Builder of warcraft, hoster of Blue Angels and all-around badass in aerospace engineering, Boeing is showing off its Unmanned Little Bird, among other unmanned systems, in Las Vegas this week at the Association for Unmanned Vehicle Systems International, or AUVSI, Unmanned Systems North America 2012 conference and exhibition.
Whew. Insert Boeing gives the Bird joke here.
Boeing reports that the Little Bird H-6U completed 14 autonomous takeoffs and landings from a ship during test flights in July, representing a “significant milestone for a medium-size vertical-takeoff-and-landing unmanned airborne system.”
The tests were held off the Florida coast, and Little Bird is said to have performed “flawlessly,” the craft executing its takeoff and landing tests with two safety pilots on board to ensure control, though it didn’t need the extra help. The testing logged 20 hours of flight time for the aircraft.
Little Bird is part of Boeing’s MD-500 series helicopter family, those crafts accumulating 14 million flight hours over five decades.

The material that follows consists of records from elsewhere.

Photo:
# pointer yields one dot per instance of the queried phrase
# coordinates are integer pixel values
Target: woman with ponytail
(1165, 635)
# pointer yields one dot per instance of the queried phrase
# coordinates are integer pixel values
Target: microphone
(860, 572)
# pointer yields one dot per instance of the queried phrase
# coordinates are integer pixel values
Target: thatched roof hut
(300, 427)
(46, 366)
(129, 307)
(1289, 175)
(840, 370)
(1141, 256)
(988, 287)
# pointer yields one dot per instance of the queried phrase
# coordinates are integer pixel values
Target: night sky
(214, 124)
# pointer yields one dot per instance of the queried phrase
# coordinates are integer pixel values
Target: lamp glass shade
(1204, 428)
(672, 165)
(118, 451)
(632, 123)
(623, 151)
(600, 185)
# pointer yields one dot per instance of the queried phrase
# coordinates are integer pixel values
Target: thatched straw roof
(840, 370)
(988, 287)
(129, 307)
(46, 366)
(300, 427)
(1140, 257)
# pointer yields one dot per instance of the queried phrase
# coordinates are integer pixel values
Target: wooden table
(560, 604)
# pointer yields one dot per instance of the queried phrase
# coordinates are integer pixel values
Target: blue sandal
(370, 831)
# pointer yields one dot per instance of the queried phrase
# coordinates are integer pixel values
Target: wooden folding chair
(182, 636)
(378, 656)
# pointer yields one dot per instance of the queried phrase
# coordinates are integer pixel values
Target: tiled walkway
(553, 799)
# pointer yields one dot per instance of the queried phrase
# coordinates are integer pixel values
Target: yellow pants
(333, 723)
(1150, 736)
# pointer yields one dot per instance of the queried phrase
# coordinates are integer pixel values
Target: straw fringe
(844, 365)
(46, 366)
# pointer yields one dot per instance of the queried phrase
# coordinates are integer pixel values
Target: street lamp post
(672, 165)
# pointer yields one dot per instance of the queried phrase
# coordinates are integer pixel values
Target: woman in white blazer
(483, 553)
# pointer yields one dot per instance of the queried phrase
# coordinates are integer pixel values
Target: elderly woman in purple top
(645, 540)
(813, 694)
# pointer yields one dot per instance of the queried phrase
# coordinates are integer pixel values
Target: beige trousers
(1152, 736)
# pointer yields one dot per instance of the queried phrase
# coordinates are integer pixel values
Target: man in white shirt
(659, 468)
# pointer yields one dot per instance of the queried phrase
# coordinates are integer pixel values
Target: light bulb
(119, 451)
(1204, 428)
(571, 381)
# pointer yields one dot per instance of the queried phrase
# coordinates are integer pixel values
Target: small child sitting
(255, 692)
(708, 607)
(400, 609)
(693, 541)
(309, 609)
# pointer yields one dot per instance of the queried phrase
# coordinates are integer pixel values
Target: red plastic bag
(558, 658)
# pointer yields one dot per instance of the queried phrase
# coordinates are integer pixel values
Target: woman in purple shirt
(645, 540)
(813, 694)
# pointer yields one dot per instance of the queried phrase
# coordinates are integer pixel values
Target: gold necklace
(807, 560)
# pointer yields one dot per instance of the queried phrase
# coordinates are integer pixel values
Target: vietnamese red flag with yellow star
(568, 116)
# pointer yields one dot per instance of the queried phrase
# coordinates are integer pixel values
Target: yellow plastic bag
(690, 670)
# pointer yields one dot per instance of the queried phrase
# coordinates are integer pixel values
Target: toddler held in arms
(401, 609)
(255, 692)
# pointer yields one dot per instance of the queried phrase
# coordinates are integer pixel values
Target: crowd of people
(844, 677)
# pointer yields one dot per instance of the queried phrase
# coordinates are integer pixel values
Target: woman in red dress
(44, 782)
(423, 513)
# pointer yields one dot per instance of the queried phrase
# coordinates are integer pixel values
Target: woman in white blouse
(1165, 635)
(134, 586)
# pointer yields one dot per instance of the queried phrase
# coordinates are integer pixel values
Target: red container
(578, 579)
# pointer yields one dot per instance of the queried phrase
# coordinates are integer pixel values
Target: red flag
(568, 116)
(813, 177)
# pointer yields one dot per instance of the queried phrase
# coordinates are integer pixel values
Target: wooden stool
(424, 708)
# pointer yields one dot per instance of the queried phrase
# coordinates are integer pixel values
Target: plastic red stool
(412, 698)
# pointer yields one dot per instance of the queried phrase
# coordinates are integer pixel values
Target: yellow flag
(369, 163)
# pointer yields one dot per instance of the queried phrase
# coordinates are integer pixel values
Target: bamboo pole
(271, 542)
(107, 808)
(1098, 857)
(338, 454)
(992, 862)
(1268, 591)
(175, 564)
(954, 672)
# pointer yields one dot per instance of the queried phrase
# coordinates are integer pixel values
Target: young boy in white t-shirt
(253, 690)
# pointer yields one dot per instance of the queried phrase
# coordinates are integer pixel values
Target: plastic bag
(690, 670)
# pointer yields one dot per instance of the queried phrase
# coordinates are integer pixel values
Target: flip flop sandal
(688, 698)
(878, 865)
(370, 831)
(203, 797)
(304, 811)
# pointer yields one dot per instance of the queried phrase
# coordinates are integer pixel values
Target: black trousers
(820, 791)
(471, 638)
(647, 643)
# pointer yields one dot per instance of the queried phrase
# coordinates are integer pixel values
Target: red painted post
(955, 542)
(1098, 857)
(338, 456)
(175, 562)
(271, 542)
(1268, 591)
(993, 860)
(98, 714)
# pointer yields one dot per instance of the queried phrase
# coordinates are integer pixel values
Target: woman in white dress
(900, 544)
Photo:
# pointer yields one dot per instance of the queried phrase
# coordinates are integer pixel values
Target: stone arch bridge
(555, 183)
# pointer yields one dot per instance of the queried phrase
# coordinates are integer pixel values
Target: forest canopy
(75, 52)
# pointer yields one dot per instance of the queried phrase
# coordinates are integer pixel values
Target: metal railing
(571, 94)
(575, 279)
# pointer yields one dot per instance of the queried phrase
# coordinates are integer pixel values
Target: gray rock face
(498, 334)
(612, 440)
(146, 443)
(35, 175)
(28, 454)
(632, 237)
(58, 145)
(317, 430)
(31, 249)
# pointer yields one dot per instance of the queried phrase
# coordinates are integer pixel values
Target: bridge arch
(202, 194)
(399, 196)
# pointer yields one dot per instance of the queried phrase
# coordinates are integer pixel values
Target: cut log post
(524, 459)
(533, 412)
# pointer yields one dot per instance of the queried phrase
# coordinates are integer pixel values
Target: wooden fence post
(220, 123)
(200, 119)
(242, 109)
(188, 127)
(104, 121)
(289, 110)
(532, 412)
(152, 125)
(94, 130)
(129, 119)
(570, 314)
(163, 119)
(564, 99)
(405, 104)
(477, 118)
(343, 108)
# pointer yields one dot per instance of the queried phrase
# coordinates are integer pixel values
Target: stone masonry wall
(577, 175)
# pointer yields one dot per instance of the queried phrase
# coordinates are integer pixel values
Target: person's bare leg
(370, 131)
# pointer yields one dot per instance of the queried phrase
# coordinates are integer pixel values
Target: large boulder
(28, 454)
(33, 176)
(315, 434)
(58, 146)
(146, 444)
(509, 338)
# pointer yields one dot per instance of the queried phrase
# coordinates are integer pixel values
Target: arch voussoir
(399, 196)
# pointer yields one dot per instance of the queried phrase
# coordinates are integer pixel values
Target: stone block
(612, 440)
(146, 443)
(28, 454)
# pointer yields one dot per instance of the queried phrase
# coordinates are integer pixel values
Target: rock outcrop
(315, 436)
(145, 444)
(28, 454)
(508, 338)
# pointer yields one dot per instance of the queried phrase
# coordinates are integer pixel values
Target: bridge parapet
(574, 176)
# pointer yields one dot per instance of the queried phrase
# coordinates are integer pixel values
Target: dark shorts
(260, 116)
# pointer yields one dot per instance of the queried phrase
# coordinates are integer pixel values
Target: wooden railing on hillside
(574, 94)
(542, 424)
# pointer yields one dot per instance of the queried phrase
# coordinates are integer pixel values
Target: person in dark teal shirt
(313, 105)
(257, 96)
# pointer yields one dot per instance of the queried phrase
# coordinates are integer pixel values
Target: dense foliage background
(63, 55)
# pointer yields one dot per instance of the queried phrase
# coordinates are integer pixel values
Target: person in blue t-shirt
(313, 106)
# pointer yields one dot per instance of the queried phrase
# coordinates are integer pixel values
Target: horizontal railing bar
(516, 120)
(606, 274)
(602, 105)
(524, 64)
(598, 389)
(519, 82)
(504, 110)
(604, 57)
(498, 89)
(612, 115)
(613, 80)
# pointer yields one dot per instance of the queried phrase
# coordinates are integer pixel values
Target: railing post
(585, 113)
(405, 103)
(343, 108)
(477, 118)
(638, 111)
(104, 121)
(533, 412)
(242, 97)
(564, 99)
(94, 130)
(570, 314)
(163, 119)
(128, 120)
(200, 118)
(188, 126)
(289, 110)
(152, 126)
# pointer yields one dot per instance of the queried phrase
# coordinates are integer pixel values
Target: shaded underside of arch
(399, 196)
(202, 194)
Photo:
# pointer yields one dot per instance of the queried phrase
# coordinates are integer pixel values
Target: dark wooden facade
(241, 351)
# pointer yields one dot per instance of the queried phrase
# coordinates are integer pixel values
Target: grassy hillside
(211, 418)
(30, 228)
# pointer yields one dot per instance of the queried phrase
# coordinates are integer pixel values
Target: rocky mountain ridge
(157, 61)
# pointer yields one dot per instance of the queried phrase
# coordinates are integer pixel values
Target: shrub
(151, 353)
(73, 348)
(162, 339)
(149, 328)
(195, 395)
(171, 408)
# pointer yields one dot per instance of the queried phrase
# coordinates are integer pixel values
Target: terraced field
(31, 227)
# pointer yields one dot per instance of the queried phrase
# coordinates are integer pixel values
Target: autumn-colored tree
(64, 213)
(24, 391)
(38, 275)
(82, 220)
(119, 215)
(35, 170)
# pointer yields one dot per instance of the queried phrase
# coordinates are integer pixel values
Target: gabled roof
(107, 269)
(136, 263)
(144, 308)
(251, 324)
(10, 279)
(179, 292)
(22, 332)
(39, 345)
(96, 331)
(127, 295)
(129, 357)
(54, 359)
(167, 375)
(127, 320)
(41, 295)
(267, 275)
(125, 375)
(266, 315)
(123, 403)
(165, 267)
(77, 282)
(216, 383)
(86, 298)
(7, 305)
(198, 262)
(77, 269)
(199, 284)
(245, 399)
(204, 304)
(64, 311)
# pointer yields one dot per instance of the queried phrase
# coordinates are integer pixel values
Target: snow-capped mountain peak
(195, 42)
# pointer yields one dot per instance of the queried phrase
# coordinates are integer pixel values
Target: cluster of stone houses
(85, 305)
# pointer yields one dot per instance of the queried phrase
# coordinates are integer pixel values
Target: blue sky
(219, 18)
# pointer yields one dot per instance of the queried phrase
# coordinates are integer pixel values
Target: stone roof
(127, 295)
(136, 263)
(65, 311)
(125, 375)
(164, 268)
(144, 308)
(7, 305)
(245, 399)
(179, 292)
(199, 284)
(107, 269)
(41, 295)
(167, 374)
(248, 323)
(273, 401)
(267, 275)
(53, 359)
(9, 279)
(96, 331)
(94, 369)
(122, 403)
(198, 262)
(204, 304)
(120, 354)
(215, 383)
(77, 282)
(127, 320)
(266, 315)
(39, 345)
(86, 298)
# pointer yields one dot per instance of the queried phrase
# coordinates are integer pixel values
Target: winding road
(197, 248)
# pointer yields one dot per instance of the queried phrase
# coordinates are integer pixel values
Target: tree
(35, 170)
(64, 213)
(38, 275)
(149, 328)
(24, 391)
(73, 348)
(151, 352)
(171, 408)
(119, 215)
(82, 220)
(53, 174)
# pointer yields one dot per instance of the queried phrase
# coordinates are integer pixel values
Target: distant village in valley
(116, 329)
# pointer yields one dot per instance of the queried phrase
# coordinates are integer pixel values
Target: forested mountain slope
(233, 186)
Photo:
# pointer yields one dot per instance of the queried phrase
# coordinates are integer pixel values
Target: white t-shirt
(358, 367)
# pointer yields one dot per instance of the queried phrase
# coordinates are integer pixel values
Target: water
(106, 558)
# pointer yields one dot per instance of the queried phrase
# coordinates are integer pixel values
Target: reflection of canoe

Its mission and uses will include intelligence, surveillance and reconnaissance, cargo resupply, weapons delivery, and manned/unmanned teaming.
Of course, in other unmanned news, we wrote about the Stalker (well done on the naming job), a small aircraft powered by ground-based laser beam, that also just completed its test flights.
All this talk begs the question: If the aircraft are unmanned in Las Vegas this week, does that mean the strip clubs will be extra packed?